Another traditional special path generating device, as shown in FIG. 2, is a polishing machine for optical fibers. It includes a polishing (or grinding) table 81, a X-axis sliding set 82, a the Y-axis sliding set 83, a X-axis moving generator 84, a Y-axis moving generator 85, and a driving assembly 86. This polishing table 81 can slide on two X rods 821 of the X-axis sliding set 82. This X-axis sliding set 82 can slide on two Y rods 831 of the Y-axis sliding set 83. Also, the X-axis moving generator 84 has an X-axis moving link 841 and a first circular disk 842. One end of X-axis moving link 841 is pivoted with the polishing table 81. The other end of the X-axis moving link 841 is pivoted with a first eccentric point 843 of the first circular disk 842. The Y-axis moving generator 85 has a Y-axis moving link 851 and a second circular disk 852. One end of the Y-axis moving link 851 is pivoted with the polishing table 81. The other end of the Y-axis moving link 851 is pivoted with a second eccentric point 853 of the second circular disk 852. Moreover, the driving assembly 86 contains a rotational driving portion 861 (such as a motor), an auxiliary roller 862 and a belt 863 (such as a timing belt). This rotational driving portion 861 drives the belt 863 moving. Accordingly, the first circular disk 842 and the second circular disk 852 are rotated simultaneously. By means of the X-axis moving link 841 and Y-axis moving link 851, a special path 87 is generated on the polishing table 81 (as shown in FIG. 3, similar to a 8-shape, but not an exact double circular path). Therefore, when a user wants to polish (or grind) the end surface of an optical fiber (that has a circular cross-sectional area), one polishing work moves from the lower-right to the upper-left direction (generating many lower-right to upper-left grinding cracks or lines) and the next polishing work should move from the lower-left to the upper-right (generating many lower-left to upper-right grinding cracks or lines). After which, it just repeats again and again. Thus, there will not be any grinding cracks or lines left on this polishing surface. That is, the polished surface is extremely flat. It is suitable to connect with other flat surface without any contacting gap. So, it can meet the high-standard requirement of the optical fiber related products.

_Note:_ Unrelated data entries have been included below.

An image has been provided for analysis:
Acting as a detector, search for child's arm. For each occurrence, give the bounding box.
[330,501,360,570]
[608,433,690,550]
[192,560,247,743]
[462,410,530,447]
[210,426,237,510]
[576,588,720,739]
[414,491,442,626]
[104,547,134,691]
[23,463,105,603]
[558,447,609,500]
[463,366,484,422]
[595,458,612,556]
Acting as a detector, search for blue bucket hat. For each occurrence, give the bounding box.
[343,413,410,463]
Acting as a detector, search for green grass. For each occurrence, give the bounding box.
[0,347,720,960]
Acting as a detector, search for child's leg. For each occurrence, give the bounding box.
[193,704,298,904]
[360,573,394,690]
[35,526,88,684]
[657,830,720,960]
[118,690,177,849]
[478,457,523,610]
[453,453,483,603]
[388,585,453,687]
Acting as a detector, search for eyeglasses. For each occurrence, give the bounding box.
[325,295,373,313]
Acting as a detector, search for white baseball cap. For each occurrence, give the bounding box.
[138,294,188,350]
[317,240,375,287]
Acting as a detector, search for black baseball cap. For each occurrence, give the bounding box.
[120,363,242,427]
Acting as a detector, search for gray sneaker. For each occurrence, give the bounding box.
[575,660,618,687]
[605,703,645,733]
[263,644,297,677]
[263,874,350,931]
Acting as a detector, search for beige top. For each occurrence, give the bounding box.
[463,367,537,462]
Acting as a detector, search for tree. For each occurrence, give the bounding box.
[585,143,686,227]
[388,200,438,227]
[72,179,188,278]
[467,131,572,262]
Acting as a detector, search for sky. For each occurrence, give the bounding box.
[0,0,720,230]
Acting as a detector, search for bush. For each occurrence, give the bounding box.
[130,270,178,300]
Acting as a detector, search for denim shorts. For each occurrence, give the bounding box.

However, although the above-mentioned device only needs one driving source, if this belt 863 is too long, it still might be extended a little. Please note that the belt 863 propels the first circular disk 842 and the second circular disk 852. Further, it propels the X-axis moving link 841 and Y-axis moving link 851 as well. If this belt is too loose, it will cause some discrepancies or errors during operation. It cannot be precisely controlled. Besides, the entire system and controlling method become more complicated. So, it cannot produce the exact double circular path nor generate a constant-speed circular movement.